Jail facilities intended for short stay offenders of maximally one year, now house inmates for five or more years. Thus to deal with this influx, jails are often left to explore other options for "triple-nons" such as release with probation, tracking, house arrest and split sentences or, as a last resort, early release altogether. But, these alternatives also place unexpected demands on the social services, post-release, and parole authorities as well.
What does the future hold?
Despite the promising optimism of Brown and his notions that putting power back in the hands of local authorities will stimulate creativity and solutions for this incarceration problem, the numbers seem to fall short of their expectations. Although there is no indication that realignment affected serious crimes like rape and murder, it does affirm the increased incidence of property crimes up by near 15% between 2011 and 2012.
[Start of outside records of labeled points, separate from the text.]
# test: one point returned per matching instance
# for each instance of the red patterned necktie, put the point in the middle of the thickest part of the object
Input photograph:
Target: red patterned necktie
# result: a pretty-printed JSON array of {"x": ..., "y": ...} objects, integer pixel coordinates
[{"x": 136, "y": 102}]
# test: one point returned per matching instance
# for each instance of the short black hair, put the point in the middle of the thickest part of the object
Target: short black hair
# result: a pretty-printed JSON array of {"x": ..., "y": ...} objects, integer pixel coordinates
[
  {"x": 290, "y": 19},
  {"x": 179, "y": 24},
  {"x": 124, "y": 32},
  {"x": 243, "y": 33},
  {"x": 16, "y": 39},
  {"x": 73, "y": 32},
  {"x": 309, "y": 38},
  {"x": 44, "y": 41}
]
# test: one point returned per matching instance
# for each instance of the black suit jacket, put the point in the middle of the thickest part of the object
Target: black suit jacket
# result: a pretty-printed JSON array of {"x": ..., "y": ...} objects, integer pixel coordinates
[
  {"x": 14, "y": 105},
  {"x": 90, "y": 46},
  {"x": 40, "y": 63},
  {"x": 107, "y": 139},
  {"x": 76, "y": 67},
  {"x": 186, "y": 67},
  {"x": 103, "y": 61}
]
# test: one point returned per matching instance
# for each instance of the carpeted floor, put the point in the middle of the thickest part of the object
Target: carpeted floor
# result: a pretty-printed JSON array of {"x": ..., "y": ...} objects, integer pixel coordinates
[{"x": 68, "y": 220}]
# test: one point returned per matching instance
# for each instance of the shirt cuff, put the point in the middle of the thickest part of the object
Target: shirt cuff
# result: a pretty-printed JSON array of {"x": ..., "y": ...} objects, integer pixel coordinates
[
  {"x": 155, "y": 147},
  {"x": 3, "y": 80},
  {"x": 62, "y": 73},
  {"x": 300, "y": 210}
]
For the time being, Realignment is still in its early stages of effect. Public safety isn't seemingly an immediate threat but another issue at hand is victim notification. Previously, victims were to be notified by the state when an offender was transferred and/or released. But now, due to the jurisdictional shift and a surge in early releases, counties now assume the job. Realignment has been touted as one of the greatest experiments in American incarceration policy, so setbacks and shortcomings are to be expected. Imprisonment rates are still absurdly high within the state of California relative to its global neighbors. But it's good news if that rate is dropping, even ever so slightly.